If the triangle ABC is part of the polygon P as on the left in Effigy ix, then ABC volition be right-handed and its area will exist positive. Removing B removes ABC's area from ***P'***, so ABC's expanse and centroid volition count positively toward Atotal and (x̄full, ȳfull) overall. On the other manus, if the triangle ABC is empty infinite as on the correct in Figure ix, and so ABC will exist left-handed and its expanse volition be negative. All the same, removing B adds ABC's surface area to ***P'***, and so ABC'south area and centroid volition count positively toward the totals due to another triangle in ***P'***. Since ABC counts negatively toward Atotal and (x̄total, ȳtotal) and and then positively, it makes no impact overall. This is what nosotros expect, as in this case ABC is empty space. The result of removing vertex B is shown in Figure 10 beneath.

Figure 10, removing vertex B from the polygon.

Figure ten. The result of removing vertex B from the polygon P is shown above, both in the case where ABC is part of P (left) and in the example where ABC is empty space (right).

We proceed in this fashion, setting P equal to ***P'***, and removing a vertex each time until P' has less than 3 vertices and thus can't form a triangle. So Atotal and (x̄total, ȳtotal) are the overall signed area and centroid of the original polygon P .

Runtime Analysis

The polygon begins with n vertices, and with each iteration of the algorithm it removes a vertex. Since it terminates when the polygon has less than 3 remaining vertices, it runs for a maximum of due north – 2 = O(n) steps. With each stride, we have to calculate the signed area and centroid of a triangle and average them into the running total for the polygon. These calculations have a constant amount of fourth dimension, so overall the algorithm runs in O(northward) time. This means the amount of steps the algorithm has to have increases linearly with the number of vertices in the polygon.
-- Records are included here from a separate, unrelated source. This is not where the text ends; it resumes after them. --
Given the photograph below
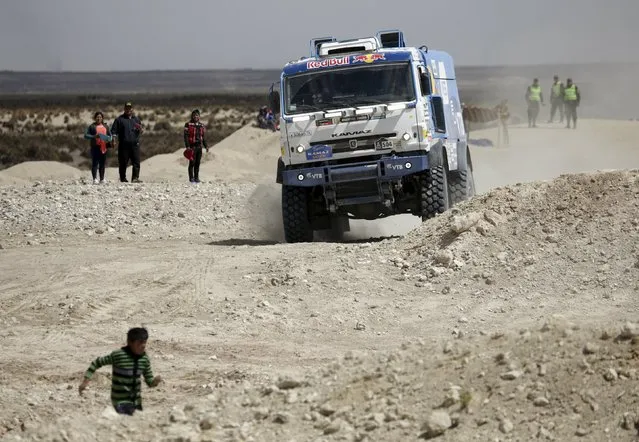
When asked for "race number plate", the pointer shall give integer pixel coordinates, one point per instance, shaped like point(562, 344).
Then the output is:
point(384, 144)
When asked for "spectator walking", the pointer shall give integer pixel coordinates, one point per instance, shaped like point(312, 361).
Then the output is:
point(127, 129)
point(100, 137)
point(194, 139)
point(128, 363)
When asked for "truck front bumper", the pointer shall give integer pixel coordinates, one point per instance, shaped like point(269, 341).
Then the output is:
point(385, 169)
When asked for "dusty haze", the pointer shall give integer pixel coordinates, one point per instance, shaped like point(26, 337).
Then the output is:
point(164, 34)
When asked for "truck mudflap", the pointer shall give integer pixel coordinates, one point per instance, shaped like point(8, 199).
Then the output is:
point(385, 169)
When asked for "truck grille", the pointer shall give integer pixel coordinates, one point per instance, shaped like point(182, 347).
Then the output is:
point(355, 173)
point(356, 189)
point(363, 143)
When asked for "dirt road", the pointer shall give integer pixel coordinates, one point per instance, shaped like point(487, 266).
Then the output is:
point(488, 307)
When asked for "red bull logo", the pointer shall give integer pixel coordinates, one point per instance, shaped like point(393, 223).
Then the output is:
point(368, 58)
point(328, 63)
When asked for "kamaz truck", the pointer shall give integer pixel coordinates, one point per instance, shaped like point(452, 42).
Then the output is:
point(369, 128)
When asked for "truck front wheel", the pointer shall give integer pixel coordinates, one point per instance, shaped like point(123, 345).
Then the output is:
point(434, 195)
point(295, 214)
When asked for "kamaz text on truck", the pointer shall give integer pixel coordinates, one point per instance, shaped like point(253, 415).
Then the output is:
point(369, 128)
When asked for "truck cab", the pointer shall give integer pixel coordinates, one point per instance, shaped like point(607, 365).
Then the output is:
point(369, 128)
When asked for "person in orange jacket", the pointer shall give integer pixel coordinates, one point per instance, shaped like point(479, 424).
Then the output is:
point(101, 139)
point(194, 138)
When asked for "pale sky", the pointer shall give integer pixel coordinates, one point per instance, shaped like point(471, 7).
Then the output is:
point(87, 35)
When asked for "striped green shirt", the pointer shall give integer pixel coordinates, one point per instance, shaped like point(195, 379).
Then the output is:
point(127, 367)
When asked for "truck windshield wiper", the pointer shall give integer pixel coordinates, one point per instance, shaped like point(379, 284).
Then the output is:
point(355, 102)
point(307, 108)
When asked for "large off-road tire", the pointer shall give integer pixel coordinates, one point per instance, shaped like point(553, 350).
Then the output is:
point(434, 196)
point(461, 185)
point(297, 226)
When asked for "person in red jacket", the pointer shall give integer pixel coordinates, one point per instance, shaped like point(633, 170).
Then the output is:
point(194, 138)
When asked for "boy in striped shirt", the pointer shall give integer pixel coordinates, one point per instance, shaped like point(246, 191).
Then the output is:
point(128, 364)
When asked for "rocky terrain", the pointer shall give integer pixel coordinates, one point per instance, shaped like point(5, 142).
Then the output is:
point(511, 317)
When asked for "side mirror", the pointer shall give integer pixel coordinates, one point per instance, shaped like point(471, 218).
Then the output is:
point(439, 118)
point(424, 83)
point(274, 101)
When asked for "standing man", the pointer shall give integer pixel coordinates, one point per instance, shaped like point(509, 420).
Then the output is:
point(504, 116)
point(194, 139)
point(556, 99)
point(126, 129)
point(534, 98)
point(572, 98)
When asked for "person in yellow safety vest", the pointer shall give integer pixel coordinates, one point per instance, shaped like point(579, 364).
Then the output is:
point(534, 98)
point(557, 99)
point(572, 98)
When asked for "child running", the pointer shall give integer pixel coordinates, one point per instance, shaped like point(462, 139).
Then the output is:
point(128, 364)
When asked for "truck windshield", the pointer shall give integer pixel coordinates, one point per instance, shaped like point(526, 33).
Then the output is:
point(348, 87)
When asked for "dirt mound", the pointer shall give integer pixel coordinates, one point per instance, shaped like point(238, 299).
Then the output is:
point(39, 171)
point(553, 382)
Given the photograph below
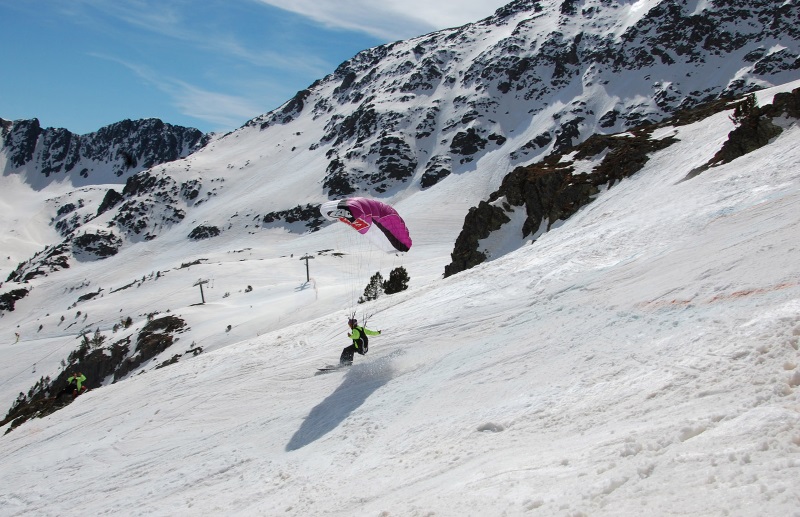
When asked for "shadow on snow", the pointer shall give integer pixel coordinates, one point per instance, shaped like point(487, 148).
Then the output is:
point(361, 381)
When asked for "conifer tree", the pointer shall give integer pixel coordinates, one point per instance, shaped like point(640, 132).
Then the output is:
point(373, 289)
point(398, 281)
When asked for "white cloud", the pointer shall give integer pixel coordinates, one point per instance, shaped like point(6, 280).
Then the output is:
point(220, 109)
point(391, 19)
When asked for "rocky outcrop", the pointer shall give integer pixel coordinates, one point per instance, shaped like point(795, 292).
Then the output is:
point(552, 191)
point(123, 148)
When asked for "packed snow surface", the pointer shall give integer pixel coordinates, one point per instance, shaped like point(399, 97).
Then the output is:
point(641, 358)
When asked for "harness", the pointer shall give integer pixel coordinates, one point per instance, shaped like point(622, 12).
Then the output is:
point(362, 340)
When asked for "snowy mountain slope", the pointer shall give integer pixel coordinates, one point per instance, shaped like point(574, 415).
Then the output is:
point(641, 357)
point(465, 105)
point(109, 155)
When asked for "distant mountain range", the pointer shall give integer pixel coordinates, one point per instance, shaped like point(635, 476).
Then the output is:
point(530, 82)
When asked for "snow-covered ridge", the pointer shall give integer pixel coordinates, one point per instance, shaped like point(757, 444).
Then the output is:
point(642, 355)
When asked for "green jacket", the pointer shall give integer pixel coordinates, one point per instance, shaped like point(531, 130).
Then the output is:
point(355, 334)
point(78, 381)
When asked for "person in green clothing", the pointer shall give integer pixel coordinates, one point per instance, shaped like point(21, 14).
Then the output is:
point(360, 342)
point(74, 386)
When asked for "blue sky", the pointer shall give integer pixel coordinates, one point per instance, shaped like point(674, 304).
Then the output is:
point(209, 64)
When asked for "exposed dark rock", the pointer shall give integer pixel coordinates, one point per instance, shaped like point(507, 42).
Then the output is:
point(97, 244)
point(8, 299)
point(755, 128)
point(309, 214)
point(128, 146)
point(111, 199)
point(204, 232)
point(478, 224)
point(438, 168)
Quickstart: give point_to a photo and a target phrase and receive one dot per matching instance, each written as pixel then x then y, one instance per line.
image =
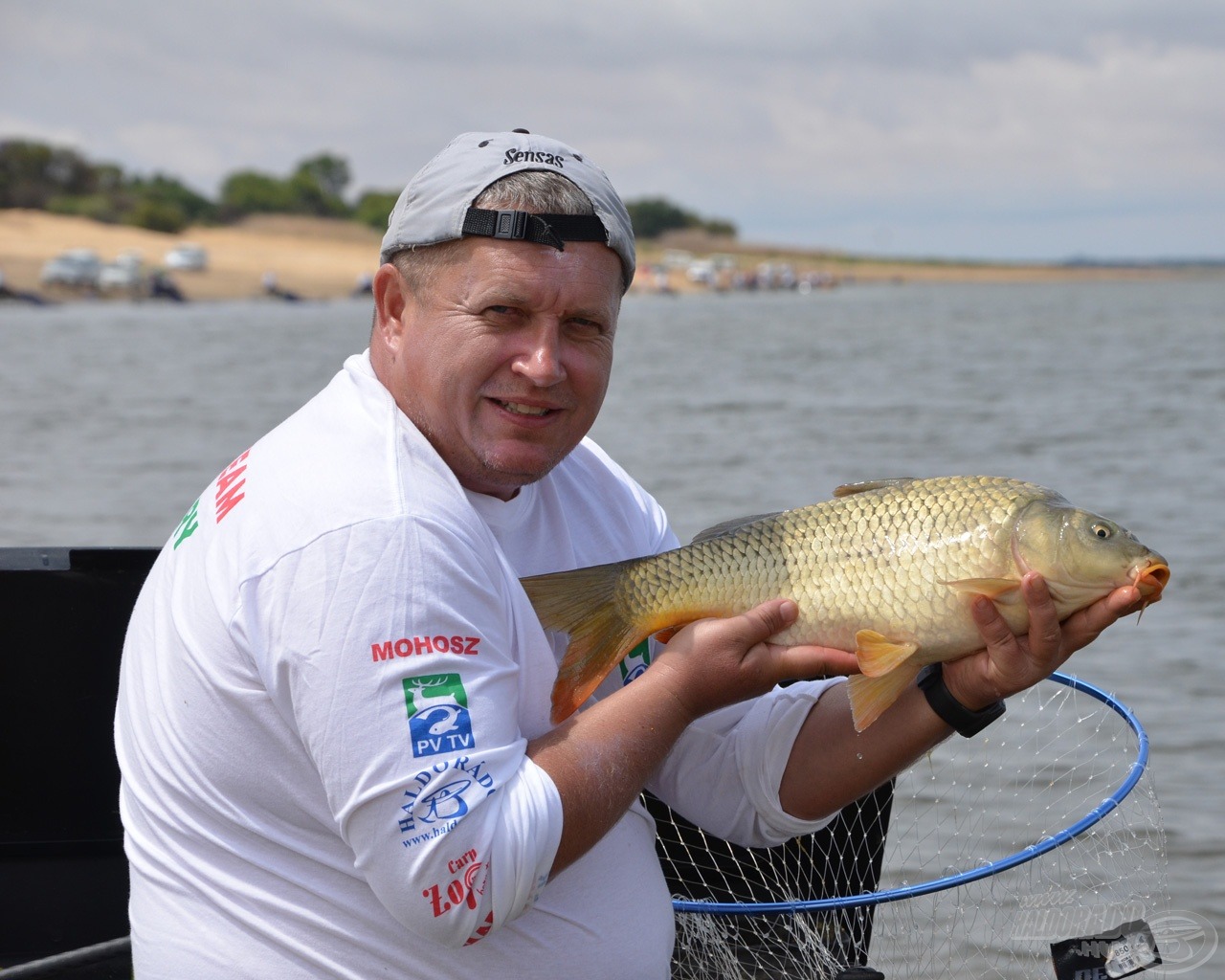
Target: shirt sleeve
pixel 390 651
pixel 725 769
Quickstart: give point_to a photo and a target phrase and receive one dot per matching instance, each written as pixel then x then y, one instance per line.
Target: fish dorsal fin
pixel 726 527
pixel 997 590
pixel 850 489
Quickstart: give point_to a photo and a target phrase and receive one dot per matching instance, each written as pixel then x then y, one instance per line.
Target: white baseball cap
pixel 436 205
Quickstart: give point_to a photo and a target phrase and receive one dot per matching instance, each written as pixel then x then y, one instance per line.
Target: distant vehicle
pixel 188 256
pixel 122 274
pixel 74 267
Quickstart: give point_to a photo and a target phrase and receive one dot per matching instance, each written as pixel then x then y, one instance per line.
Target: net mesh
pixel 987 806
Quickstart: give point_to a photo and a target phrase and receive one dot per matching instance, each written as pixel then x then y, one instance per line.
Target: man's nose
pixel 541 358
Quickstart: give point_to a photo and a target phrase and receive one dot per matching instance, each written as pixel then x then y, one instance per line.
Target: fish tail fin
pixel 582 603
pixel 871 696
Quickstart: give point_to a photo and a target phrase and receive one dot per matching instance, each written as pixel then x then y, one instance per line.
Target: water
pixel 117 416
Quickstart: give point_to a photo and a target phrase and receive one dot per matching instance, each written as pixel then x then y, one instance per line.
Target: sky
pixel 956 129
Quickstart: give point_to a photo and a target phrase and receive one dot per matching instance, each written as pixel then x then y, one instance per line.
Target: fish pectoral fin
pixel 997 590
pixel 668 633
pixel 850 489
pixel 879 655
pixel 871 696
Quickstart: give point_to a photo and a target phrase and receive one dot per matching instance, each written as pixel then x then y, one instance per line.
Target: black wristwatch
pixel 950 711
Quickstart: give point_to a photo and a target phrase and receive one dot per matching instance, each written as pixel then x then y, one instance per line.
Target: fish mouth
pixel 1151 580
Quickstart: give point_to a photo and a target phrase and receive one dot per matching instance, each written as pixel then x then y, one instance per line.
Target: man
pixel 333 705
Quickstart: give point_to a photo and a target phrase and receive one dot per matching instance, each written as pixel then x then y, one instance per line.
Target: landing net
pixel 1042 828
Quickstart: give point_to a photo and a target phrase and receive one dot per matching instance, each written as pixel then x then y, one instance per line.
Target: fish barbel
pixel 887 568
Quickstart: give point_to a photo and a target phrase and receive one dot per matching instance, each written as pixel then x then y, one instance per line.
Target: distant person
pixel 272 288
pixel 333 712
pixel 163 287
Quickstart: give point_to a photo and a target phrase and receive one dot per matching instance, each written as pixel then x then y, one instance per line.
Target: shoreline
pixel 326 258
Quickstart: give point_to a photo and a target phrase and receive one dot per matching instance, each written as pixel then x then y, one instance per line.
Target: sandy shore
pixel 323 258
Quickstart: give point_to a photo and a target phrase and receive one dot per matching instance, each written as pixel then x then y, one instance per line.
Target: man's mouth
pixel 519 408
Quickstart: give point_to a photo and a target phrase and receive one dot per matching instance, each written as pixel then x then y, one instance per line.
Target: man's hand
pixel 1010 663
pixel 713 663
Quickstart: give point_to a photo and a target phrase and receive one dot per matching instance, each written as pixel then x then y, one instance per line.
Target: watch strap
pixel 950 711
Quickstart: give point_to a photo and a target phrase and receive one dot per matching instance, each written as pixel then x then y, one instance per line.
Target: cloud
pixel 779 115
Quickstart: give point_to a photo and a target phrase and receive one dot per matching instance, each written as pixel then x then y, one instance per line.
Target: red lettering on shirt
pixel 416 646
pixel 230 486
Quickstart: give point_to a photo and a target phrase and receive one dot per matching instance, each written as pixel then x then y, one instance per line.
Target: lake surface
pixel 115 416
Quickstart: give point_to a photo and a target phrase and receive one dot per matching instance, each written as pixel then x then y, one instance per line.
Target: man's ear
pixel 390 298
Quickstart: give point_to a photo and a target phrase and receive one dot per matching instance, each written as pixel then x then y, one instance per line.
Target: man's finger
pixel 768 619
pixel 992 628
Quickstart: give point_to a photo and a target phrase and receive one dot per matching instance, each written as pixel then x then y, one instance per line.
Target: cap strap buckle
pixel 512 224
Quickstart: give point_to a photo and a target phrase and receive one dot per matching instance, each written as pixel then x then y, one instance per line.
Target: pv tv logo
pixel 437 714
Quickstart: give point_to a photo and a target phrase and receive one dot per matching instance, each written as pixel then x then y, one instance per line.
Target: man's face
pixel 503 357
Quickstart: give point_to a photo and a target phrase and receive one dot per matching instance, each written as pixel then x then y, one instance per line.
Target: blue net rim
pixel 963 878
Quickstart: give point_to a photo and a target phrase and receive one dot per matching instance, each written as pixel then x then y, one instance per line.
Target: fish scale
pixel 887 568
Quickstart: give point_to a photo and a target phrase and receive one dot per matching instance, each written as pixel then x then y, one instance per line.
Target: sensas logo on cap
pixel 532 156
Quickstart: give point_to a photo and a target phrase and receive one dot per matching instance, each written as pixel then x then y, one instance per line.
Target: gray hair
pixel 538 191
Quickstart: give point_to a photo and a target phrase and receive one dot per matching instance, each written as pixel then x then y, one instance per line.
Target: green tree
pixel 253 192
pixel 653 215
pixel 329 173
pixel 32 173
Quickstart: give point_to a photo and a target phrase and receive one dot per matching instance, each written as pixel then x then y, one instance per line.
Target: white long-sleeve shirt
pixel 327 690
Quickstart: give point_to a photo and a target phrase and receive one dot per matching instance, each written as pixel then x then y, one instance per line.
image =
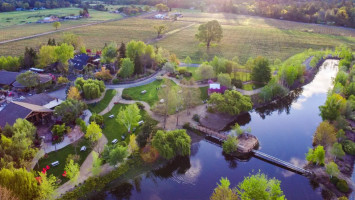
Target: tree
pixel 210 32
pixel 168 95
pixel 261 71
pixel 223 192
pixel 46 56
pixel 96 164
pixel 104 74
pixel 73 171
pixel 29 57
pixel 109 53
pixel 225 80
pixel 187 60
pixel 231 102
pixel 73 39
pixel 64 52
pixel 73 93
pixel 129 117
pixel 205 72
pixel 117 154
pixel 160 29
pixel 259 186
pixel 48 185
pixel 230 145
pixel 7 194
pixel 332 169
pixel 127 68
pixel 325 134
pixel 122 51
pixel 132 145
pixel 56 25
pixel 337 151
pixel 69 110
pixel 191 96
pixel 172 143
pixel 332 108
pixel 93 133
pixel 28 79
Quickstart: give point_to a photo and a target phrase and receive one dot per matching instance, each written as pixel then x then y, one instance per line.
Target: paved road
pixel 65 29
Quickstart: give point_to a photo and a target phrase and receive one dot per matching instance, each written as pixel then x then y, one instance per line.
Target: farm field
pixel 96 36
pixel 13 24
pixel 244 36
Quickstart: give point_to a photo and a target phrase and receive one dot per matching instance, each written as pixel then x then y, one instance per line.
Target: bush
pixel 116 81
pixel 342 186
pixel 196 118
pixel 237 83
pixel 349 147
pixel 126 97
pixel 140 105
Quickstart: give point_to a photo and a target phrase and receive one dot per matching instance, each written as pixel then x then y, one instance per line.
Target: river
pixel 284 129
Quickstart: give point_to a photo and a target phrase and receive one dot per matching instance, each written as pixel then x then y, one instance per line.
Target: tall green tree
pixel 223 191
pixel 231 102
pixel 127 68
pixel 337 151
pixel 261 71
pixel 332 169
pixel 28 79
pixel 172 143
pixel 129 117
pixel 210 32
pixel 259 186
pixel 93 133
pixel 73 171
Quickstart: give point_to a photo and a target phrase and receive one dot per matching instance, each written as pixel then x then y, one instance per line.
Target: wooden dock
pixel 247 143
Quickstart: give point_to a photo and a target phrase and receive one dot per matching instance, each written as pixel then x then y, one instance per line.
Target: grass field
pixel 13 24
pixel 114 130
pixel 151 97
pixel 61 156
pixel 99 107
pixel 244 36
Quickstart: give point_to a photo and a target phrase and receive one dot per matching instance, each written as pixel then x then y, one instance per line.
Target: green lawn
pixel 61 156
pixel 204 94
pixel 114 130
pixel 151 97
pixel 99 107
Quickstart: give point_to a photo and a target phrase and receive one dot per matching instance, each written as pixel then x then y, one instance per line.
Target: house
pixel 81 60
pixel 216 87
pixel 7 78
pixel 36 109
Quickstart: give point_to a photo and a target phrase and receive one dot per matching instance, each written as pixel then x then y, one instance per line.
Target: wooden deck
pixel 247 144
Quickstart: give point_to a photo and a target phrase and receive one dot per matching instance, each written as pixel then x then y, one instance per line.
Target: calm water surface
pixel 284 130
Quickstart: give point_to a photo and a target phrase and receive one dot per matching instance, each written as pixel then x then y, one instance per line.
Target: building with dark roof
pixel 15 110
pixel 7 78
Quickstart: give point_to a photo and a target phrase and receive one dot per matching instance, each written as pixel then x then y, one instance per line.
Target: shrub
pixel 237 83
pixel 196 118
pixel 334 180
pixel 349 147
pixel 116 81
pixel 126 97
pixel 342 186
pixel 140 105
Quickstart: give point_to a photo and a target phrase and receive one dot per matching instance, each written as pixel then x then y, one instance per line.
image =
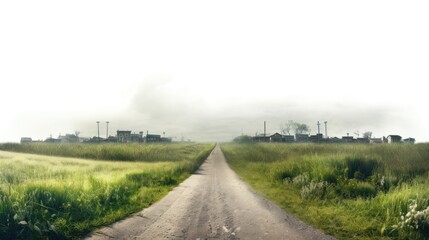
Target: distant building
pixel 362 140
pixel 52 140
pixel 375 140
pixel 123 136
pixel 276 137
pixel 409 140
pixel 134 137
pixel 301 137
pixel 153 138
pixel 166 140
pixel 111 139
pixel 347 139
pixel 288 138
pixel 26 140
pixel 261 138
pixel 69 138
pixel 394 139
pixel 334 140
pixel 316 138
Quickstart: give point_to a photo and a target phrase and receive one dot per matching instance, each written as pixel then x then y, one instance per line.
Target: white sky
pixel 208 70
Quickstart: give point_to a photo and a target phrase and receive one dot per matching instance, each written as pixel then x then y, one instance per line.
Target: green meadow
pixel 349 191
pixel 63 191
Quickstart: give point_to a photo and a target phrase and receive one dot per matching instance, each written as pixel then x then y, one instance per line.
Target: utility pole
pixel 318 127
pixel 326 129
pixel 265 129
pixel 107 130
pixel 98 129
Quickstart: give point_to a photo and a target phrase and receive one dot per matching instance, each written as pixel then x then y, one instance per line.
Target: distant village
pixel 321 138
pixel 122 136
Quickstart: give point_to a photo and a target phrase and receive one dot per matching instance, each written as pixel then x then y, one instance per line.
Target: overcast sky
pixel 211 70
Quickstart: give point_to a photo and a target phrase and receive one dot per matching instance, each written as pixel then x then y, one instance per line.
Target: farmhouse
pixel 375 140
pixel 362 140
pixel 409 140
pixel 153 138
pixel 394 139
pixel 136 137
pixel 347 139
pixel 276 137
pixel 316 138
pixel 301 137
pixel 288 138
pixel 123 136
pixel 26 140
pixel 261 138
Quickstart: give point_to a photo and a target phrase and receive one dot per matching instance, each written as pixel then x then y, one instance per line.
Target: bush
pixel 355 189
pixel 360 168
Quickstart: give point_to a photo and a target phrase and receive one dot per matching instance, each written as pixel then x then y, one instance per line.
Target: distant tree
pixel 367 134
pixel 301 128
pixel 287 127
pixel 243 139
pixel 298 128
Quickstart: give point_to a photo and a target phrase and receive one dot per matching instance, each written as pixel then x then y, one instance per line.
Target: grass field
pixel 349 191
pixel 64 198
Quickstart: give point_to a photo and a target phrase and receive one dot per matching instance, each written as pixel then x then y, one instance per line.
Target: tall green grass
pixel 349 191
pixel 64 198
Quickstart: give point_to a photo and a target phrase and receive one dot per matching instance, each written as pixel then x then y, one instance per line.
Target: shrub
pixel 360 168
pixel 355 189
pixel 414 221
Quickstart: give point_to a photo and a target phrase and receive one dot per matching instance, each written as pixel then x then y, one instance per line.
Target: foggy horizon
pixel 212 71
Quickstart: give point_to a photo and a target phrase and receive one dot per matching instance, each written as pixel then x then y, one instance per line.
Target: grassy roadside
pixel 64 198
pixel 348 191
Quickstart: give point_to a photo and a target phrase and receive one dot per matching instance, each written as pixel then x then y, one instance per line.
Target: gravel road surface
pixel 211 204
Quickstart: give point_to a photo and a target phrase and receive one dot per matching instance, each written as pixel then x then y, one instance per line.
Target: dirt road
pixel 212 204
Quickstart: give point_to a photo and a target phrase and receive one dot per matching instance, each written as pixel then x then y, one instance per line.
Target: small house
pixel 316 138
pixel 288 138
pixel 261 138
pixel 153 138
pixel 347 139
pixel 394 139
pixel 362 140
pixel 375 140
pixel 409 140
pixel 123 136
pixel 301 137
pixel 26 140
pixel 276 137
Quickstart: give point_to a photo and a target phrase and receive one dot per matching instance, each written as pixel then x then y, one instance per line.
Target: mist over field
pixel 212 71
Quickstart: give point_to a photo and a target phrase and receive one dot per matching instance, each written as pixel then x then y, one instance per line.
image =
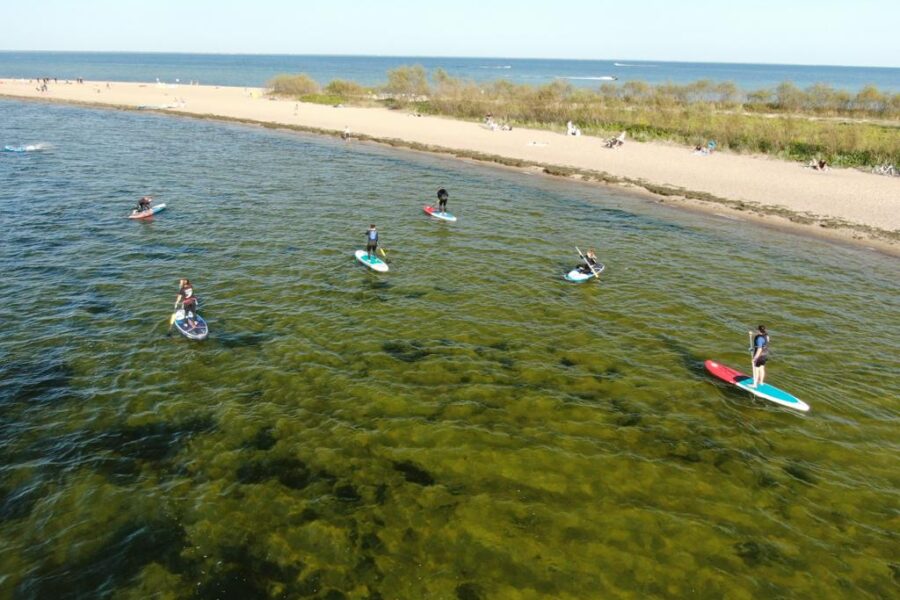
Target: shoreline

However, if we wanted to cheque the polygons to make sure that they were non-intersecting before running the algorithm, we would have to cheque every border against every other border. This would increase the run fourth dimension of the algorithm to O(n 2). For polygons with a large number of vertices, checking for self-intersection would dramatically increase the number of steps in the algorithm.

Python Implementation

The post-obit is an implementation of the algorithm in Python. Given a listing of three or more points, it returns the centroid of the polygon that they form.